Hare thinks bonobos became domesticated by occupying an ecological niche that favored selection for less aggressive tendencies. That niche, he says, offered more abundant sources of nutrition, so a habit of fighting over meals became less important to survival. From that lineage came the bonobos, highly cooperative primates known for their peaceful ways.

Both Wrangham and Hare see parallels between bonobo development and our own. Our self-domestication, they think, may hold the key to our species’s extraordinary motivation to cooperate and communicate —arguably the twin pillars supporting the whole of our civilization.

I did not see the evidence for this, but a hypothesis I'd ponder might ask what SECTIONS of the brain shrank, or, was it proportional to all sections.

For example, if you look at a mouse brain, MOST of it looks to be to process smells.  If the mouse evolved to no longer need as keen a sense of smell, and the part of the brain needed to process scent information was rendered superfluous, that section would be expected to shrink.

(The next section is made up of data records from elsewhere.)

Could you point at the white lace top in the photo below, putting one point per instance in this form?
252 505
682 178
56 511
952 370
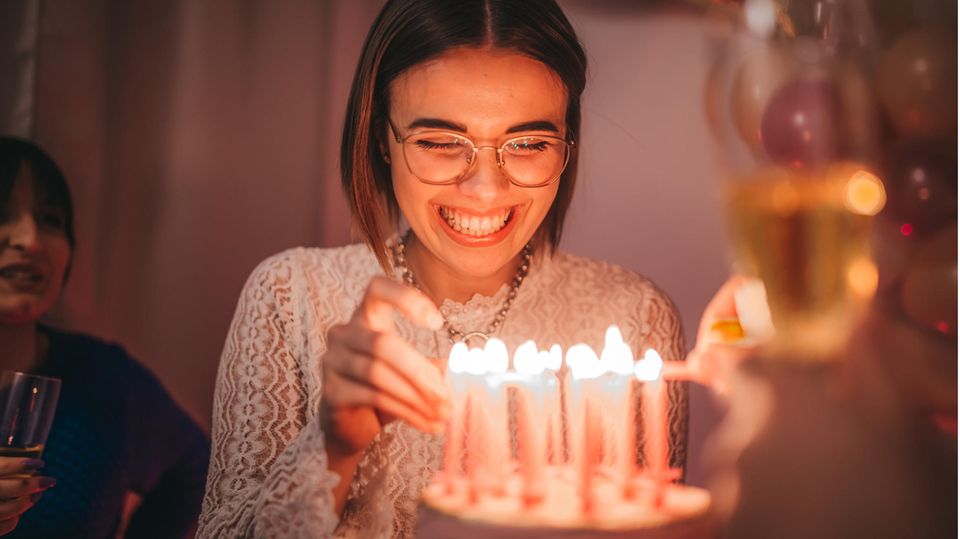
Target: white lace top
268 472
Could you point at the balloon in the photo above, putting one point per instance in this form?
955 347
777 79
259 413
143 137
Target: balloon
803 122
917 83
929 292
762 73
921 184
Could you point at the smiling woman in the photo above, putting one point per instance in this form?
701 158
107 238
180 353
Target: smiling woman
463 119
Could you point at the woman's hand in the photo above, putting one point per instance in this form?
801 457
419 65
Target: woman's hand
372 376
19 490
722 340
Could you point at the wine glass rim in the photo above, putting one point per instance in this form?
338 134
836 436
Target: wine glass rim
15 374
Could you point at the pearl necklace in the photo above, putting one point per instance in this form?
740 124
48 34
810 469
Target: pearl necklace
453 333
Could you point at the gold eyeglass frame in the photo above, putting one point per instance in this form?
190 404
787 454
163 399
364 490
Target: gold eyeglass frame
569 147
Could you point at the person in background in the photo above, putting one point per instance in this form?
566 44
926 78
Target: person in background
116 430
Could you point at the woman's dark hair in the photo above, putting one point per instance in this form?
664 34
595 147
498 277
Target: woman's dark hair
409 32
49 185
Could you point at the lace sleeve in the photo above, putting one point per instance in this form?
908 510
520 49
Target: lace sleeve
268 469
664 333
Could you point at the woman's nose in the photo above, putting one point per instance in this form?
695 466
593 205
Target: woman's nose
486 180
21 233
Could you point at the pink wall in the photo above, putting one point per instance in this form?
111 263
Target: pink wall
647 198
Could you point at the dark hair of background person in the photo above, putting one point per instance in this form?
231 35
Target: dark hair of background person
408 33
49 185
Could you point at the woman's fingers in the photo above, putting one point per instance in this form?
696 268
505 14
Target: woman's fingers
7 526
17 465
13 487
383 295
397 354
378 375
346 393
12 508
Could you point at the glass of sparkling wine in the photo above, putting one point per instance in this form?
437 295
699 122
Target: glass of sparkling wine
793 111
27 405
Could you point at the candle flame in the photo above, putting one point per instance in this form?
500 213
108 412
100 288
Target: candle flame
616 356
475 363
583 362
498 359
526 359
459 357
648 369
553 359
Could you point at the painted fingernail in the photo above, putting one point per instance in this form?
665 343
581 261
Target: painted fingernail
445 410
434 320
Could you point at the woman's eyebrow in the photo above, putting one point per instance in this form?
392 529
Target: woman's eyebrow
437 123
537 125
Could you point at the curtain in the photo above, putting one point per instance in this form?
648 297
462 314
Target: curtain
198 138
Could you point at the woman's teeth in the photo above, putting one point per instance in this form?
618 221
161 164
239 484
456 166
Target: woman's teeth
20 275
472 225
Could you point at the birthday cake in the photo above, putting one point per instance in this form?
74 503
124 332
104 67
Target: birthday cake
536 449
683 514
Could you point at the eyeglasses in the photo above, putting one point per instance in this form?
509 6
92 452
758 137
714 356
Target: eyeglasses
443 158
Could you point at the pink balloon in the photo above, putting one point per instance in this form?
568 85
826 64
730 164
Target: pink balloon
803 123
761 75
921 184
917 83
929 292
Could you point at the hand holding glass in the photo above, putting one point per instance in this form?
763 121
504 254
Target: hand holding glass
27 406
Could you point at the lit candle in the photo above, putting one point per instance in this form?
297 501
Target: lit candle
475 420
531 407
456 426
556 405
584 369
617 361
655 448
497 361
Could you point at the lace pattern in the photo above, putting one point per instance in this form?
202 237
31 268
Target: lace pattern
268 471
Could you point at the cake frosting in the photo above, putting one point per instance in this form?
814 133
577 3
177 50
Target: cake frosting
453 509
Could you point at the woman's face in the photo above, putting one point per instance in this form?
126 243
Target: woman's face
34 253
488 96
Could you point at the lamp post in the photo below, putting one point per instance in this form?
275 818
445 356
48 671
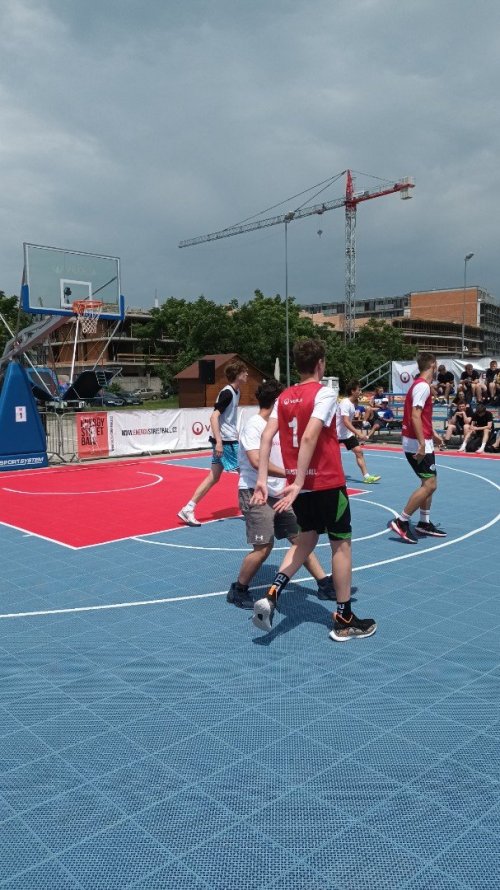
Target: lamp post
288 218
467 257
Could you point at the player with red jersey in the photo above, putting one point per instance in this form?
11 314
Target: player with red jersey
304 415
419 439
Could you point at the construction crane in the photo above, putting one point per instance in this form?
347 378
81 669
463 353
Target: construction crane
350 201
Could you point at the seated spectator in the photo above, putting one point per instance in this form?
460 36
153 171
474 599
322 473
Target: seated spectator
470 382
459 420
492 382
445 384
377 397
496 444
480 430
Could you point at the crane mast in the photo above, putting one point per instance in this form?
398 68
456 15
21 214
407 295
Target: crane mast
350 202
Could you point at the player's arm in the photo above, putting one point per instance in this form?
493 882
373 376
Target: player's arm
215 427
416 419
308 444
272 470
260 493
352 429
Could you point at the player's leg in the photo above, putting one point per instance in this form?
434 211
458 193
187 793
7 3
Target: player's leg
187 513
325 589
420 499
346 625
360 460
264 608
259 524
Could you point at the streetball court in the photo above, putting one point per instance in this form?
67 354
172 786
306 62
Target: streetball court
151 737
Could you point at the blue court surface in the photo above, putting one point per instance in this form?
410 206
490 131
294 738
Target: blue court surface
151 737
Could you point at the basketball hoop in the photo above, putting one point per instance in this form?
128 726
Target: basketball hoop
88 311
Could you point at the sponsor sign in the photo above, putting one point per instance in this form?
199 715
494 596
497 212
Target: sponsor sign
92 435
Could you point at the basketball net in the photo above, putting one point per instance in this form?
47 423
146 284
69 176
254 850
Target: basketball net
88 311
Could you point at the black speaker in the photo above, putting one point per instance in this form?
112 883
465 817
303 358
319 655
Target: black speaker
206 370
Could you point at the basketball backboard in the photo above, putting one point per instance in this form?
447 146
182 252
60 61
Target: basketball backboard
54 278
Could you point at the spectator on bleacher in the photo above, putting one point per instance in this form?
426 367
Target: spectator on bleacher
445 383
492 381
459 420
480 430
471 384
377 397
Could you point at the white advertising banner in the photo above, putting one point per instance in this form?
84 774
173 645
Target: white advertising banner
139 432
149 432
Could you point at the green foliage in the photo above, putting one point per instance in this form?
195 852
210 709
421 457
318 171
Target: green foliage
256 331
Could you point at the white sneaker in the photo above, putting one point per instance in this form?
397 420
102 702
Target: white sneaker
188 516
263 612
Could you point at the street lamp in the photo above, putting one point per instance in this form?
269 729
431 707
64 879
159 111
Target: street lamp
467 257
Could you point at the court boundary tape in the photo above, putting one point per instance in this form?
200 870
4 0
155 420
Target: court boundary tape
161 601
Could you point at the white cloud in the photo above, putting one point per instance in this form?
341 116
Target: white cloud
128 126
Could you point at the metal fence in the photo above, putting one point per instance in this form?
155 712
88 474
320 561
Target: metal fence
60 430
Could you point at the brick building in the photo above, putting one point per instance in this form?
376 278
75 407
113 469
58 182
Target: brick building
429 320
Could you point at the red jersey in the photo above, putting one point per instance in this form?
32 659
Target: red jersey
295 407
408 428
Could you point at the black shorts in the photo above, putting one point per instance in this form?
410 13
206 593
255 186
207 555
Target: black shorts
349 443
424 468
325 512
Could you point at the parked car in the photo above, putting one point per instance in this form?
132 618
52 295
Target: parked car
106 399
147 394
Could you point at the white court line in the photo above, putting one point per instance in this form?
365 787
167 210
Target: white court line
144 540
75 494
177 599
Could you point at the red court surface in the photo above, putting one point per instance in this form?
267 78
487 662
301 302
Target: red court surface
88 505
84 506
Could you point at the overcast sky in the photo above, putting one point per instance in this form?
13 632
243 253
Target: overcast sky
129 125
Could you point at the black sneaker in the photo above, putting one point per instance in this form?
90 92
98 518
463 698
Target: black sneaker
428 528
239 596
347 629
325 589
404 531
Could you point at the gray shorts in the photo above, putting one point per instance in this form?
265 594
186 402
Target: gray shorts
263 524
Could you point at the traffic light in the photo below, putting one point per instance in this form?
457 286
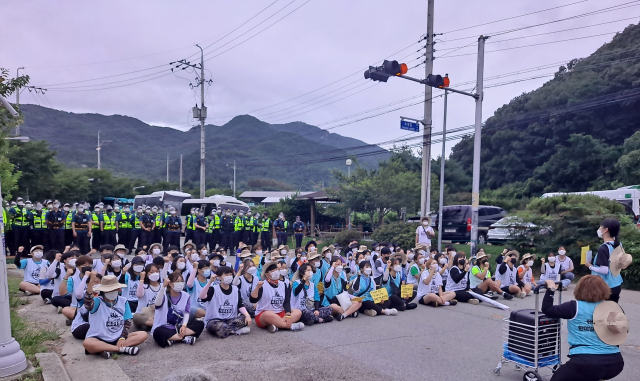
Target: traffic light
437 81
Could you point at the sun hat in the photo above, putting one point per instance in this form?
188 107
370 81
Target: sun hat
610 323
109 283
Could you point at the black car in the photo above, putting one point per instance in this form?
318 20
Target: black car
456 222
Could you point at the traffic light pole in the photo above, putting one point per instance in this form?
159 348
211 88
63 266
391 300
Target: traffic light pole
475 188
425 193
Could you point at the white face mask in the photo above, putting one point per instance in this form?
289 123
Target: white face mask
227 279
111 295
178 286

If our ancestors had to survive with a keen sense of smell, sight, hearing, etc...and those with deficiencies got eaten, etc...the associated parts of the brain would tend to be larger in the "not eaten" group.

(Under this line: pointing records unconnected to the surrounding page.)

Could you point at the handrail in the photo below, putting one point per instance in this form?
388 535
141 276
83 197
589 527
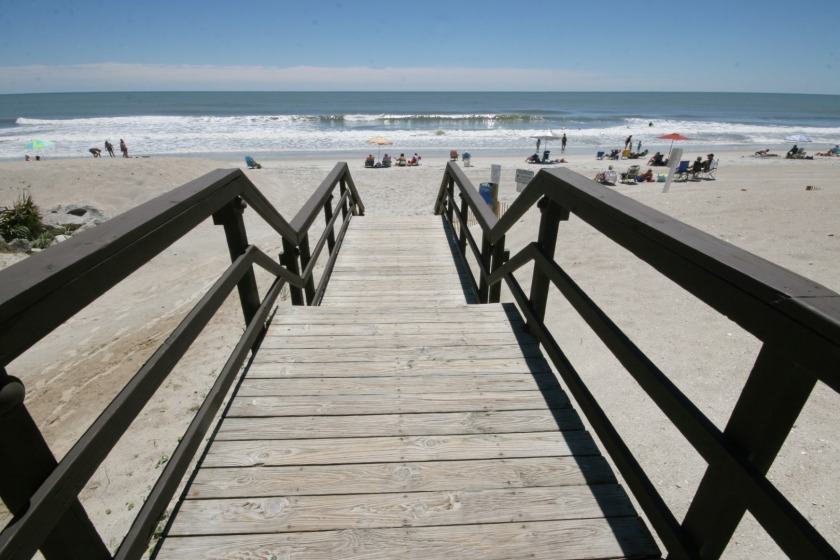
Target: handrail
797 320
43 291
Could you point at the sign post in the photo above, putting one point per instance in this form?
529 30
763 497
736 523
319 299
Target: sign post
523 177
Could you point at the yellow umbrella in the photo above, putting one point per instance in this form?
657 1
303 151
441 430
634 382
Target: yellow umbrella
379 141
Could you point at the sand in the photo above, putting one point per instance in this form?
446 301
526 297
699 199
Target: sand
761 205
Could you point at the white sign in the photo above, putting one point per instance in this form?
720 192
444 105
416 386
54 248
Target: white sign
523 177
496 174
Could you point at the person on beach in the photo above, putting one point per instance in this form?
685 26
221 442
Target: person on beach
656 160
607 177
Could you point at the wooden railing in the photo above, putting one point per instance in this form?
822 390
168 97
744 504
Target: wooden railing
41 292
797 321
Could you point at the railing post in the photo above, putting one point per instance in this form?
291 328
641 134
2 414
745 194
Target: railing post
499 258
486 263
552 214
342 188
464 213
328 214
25 462
450 189
770 403
289 259
230 217
305 257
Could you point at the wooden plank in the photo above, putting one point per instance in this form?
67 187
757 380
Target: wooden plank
581 539
342 405
368 478
370 425
403 353
396 449
370 328
386 340
389 385
279 367
280 514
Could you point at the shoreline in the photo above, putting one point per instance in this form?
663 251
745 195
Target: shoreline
348 155
762 205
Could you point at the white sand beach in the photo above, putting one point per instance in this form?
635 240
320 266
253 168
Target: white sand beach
763 205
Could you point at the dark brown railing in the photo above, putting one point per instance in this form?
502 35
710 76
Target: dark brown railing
41 292
797 321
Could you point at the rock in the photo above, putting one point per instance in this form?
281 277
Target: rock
72 216
20 246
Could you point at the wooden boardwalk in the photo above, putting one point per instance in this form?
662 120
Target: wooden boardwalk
398 422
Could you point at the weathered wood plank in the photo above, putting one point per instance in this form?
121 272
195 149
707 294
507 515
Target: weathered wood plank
281 514
280 367
368 478
396 449
400 417
389 385
386 339
579 539
404 353
369 425
342 405
372 328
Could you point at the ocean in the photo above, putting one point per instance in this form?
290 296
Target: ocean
337 124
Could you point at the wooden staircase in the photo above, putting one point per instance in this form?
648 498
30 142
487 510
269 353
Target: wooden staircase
396 420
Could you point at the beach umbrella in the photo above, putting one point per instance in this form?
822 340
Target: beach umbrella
379 141
545 138
672 137
38 145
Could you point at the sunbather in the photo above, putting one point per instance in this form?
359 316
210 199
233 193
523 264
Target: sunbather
657 159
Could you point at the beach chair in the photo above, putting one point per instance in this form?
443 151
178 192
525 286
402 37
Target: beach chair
709 174
630 175
610 177
681 172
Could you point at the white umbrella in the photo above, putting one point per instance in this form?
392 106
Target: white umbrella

If modern humans can wear glasses, hearing aides, wear deodorant and run the A/C and generally avoid there being any odors at all if they can help it....the survival of those with less brain capacity to process these no longer critical functions, would not be a significant deficiency.

So, if a lot of auditory processing was needed to decipher if a snapped twig was from a tiger paw or a deer hoof, or if a scent was a male or female of a particular that its prey/preying status could be evaluated, so that the organoleptic processing parts of the brain needed to be proportionally larger, it makes sense that if not, they DIDN'T need to be larger....and could be SMALLER.

So, whatever previously prioritized parts of the brain were rendered superfluous by the current environmental selection pressures, could be projected to shrink where no longer needed.

On the flip side, the parts that perhaps do math, or computer type activities, or process modern requirements, may grow.

I have no data, it just occurred to me after reading the thread.

I may look into it further to see if it pans out.


I don't know if/why this didn't occur to me before, or if the article menttions it, but it seems likely to me that just gaining language and other culture made us "smarter" so that our species could afford to drop some brain mass. Brain mass is expensive energy-wise, plus our big heads during birth were sometimes too big for the mother's birth canal.